Researchers from the Perelman School of Medicine at the University of Pennsylvania revealed that a drug which is used for HIV treatment can reduce dangerous complications of graft-versus-host-disease in blood cancer patients that underwent an allogenic bone marrow transplantation. This anti-HIV drug redirects the traffic of  immune cells to certain organs, thus suppressing the immune system, reduces the risk of developing graft-versus-host- disease. Maraviroc, the anti-HIV drug which redirects the immune cells, can reduce the occurrence of graft-versus-host-disease complications, without suppression of the immune system.

“There hasn’t been a change to the standard of care for graft-versus-host-disease since the late 1980s, so we’re very excited about these results, which exceeded our expectations. Until now, we thought that only extreme suppression of the immune system can get rid of graft-versus-host-disease, but in this approach we are not killing immune cells or suppressing their activity, we are just preventing them from moving into certain sensitive organs that they could harm.” says Ran Reshef, MD, an assistant professor in the division of Hematology-Oncology and a member of the Hematologic Malignancies Research Program at Penn’s Abramson Cancer Center.

The researchers demonstrated that Maraviroc is a very good and safe drug that can be used in patients that underwent a allogenic bone marrow transplantation. After administration 73 percent of patients did not presented graft-versus-host-disease complications and 6 percent developed sever graft-versus-host-disease, six months after transplant, compared with a control group in which 22 percent developed sever graft-versus-host-disease.

“Just like in real estate, immune responses are all about location, location, location. Cells of the immune system don’t move around the body in a random way. There is a very distinct and well orchestrated process whereby cells express particular receptors on their surface that allow them to respond to small proteins called chemokines. The chemokines direct the immune cells to specific organs, where they are needed, or in the case of graft-versus-host-disease, to where they cause damage.”, Reshef said.

T lympocytes

T lympocytes

Thirty-eight patients with acute myeloid leukemia, myelodysplastic syndrome, lymphoma, myelofibrosis were included in this clinical trial. They received the standard therapy for graft-versus-host-disease that includes methotrexate and tracomlimus. Two days before the bone marrow transplantation they began a 33-day course of maraviroc. None of the patients that were treated with maraviroc developed graft-versus-host-disease, in the first 100 days after the bone marrow transplant, compared with the control group where 12.5 percent developed  graft-versus-host-disease in the gut and 8.3 percent developed graft-versus-host-disease in the liver, in the first 100 days after transplant.

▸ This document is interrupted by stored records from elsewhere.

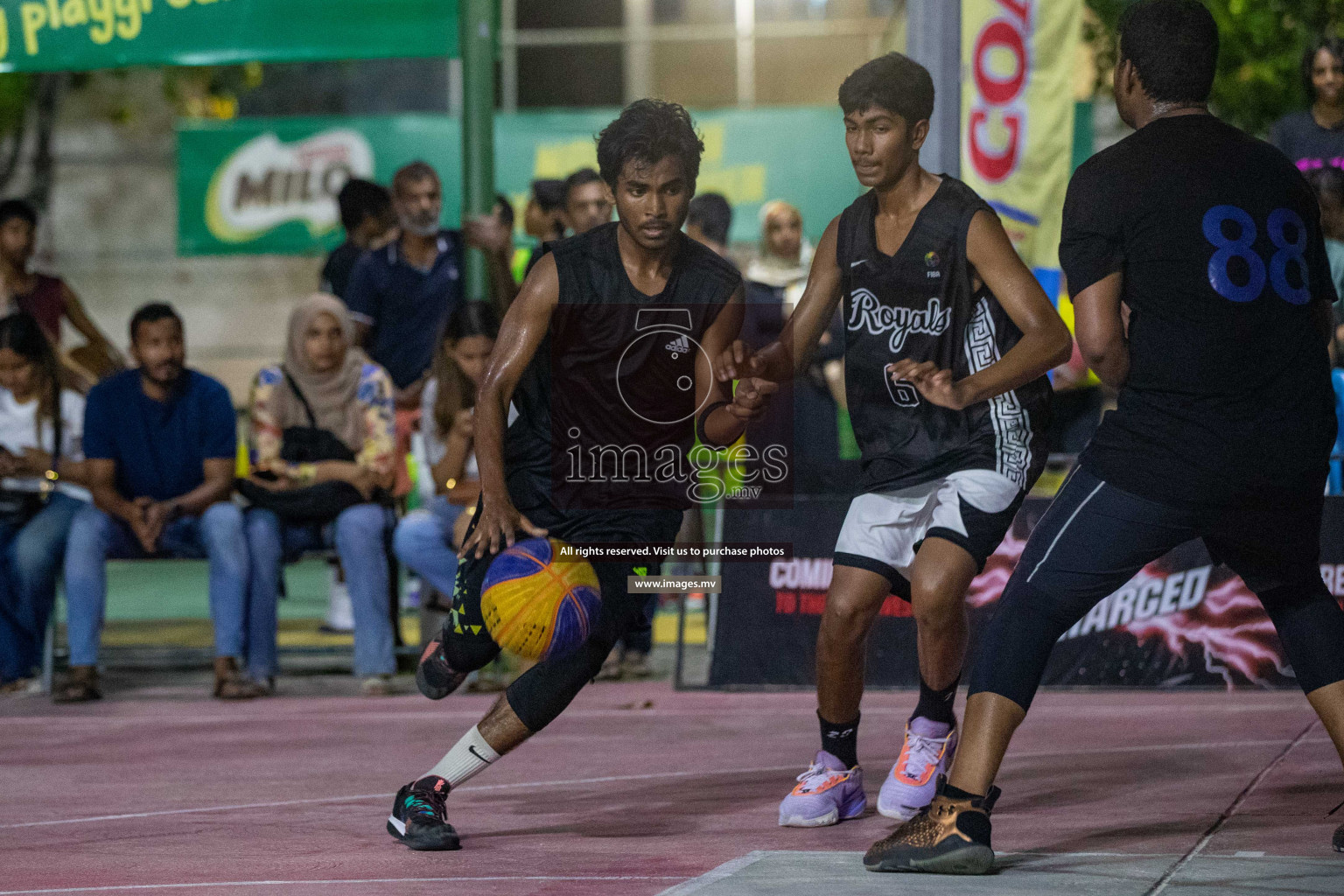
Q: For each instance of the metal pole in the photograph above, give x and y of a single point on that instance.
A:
(479, 32)
(745, 20)
(934, 40)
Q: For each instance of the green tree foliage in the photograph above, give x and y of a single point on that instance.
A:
(1263, 45)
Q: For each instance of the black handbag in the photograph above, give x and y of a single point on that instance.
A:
(320, 502)
(19, 506)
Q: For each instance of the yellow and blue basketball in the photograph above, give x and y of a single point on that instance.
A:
(536, 606)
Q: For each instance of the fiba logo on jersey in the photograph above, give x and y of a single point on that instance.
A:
(867, 312)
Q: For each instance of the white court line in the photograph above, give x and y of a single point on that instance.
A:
(1170, 875)
(730, 868)
(434, 713)
(605, 780)
(313, 883)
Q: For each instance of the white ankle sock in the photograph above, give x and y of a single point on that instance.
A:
(468, 758)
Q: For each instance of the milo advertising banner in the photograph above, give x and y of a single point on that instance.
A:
(75, 35)
(1018, 117)
(269, 185)
(1180, 621)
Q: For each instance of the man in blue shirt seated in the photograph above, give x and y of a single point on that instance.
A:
(160, 444)
(401, 296)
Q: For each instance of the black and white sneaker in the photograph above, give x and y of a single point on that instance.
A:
(420, 816)
(433, 676)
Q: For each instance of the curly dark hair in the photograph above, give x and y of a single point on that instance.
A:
(647, 132)
(894, 82)
(1334, 45)
(1173, 46)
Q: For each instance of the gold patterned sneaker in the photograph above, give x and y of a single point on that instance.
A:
(949, 837)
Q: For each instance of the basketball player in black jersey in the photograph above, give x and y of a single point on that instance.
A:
(1225, 421)
(948, 340)
(598, 355)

These findings indicate that maraviroc is very useful in preventing graft-versus-host-disease, by limiting the mobilization of T lymphocytes in certain organs in the body. This anti-HIV drug works by blocking the CCR5 receptor of the lymphocytes, thus preventing the mobilization of this cells to certain organs.

After 180 days of maraviroc treatment, the incidence of gut and liver complications of graft-versus-host-disease was 8.8 percent for the gut and 2.9 percent for the liver.  In the control group, the incidence of this complications remained higher, 28.4 percent for gut and 14.8 percent for liver complications of graft-versus-host-disease.

The researchers also observed that maraviroc treatment did not influence the relapse rate of the underlying disease or increase the disease treatment toxicity.